# Time Series Analysis in Python
## Introduction
Time series analysis is the study of a sequence of data points collected over time. It is used in a variety of fields, including finance, economics, and forecasting. In this guide, we'll explore the key concepts and techniques of time series analysis using Python.\
### Stationarity
Stationarity is a crucial concept in time series analysis. A time series is said to be stationary if its statistical properties, such as mean and variance, do not change over time. Stationary time series are easier to model and analyze.
#### Augmented Dickey-Fuller (ADF) Test
The Augmented Dickey-Fuller (ADF) test is a statistical test used to determine if a time series is stationary.
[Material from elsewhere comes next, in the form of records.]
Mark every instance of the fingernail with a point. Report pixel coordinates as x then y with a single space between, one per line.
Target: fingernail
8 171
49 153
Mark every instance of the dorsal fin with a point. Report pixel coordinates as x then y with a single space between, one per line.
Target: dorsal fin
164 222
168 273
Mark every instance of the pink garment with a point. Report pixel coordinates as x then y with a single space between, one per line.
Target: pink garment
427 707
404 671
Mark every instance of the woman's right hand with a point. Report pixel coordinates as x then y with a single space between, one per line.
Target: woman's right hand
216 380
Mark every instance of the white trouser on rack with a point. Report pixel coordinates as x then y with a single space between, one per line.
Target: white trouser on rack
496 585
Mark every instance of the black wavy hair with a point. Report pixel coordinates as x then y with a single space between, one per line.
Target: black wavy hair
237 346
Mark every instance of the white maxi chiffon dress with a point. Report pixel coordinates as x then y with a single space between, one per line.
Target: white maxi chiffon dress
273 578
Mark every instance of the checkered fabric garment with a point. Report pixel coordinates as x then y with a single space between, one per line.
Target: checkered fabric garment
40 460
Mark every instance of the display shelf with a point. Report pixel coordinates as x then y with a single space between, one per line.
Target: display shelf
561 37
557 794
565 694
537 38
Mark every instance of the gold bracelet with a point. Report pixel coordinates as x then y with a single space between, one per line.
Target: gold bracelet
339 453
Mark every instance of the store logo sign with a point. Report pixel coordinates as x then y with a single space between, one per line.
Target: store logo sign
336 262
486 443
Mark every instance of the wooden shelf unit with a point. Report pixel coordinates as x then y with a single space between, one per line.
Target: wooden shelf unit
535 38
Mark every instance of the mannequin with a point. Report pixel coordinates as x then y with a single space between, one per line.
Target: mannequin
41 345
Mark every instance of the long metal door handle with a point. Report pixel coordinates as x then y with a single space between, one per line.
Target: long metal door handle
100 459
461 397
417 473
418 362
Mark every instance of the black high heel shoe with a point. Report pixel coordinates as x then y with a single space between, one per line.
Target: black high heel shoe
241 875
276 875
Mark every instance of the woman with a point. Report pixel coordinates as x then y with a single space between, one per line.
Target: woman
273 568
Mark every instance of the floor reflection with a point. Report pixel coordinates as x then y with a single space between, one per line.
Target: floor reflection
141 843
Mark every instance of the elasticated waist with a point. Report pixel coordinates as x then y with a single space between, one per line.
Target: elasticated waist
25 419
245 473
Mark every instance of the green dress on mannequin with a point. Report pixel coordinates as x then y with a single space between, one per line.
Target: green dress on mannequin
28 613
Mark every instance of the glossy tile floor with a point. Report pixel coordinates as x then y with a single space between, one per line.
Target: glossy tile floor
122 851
The null hypothesis of the ADF test is that the time series has a unit root, meaning it is non-stationary.

In [None]:
from statsmodels.tsa.stattools import adfuller

def test_stationarity(time_series):
    """Perform the Augmented Dickey-Fuller test on a time series."""
    adf_test = adfuller(time_series)
    print(f"Augmented Dickey-Fuller Test Statistic: {adf_test[0]}")
    print(f"p-value: {adf_test[1]}")
    if adf_test[1] < 0.05:
        print("The time series is stationary.")
    else:
        print("The time series is non-stationary.")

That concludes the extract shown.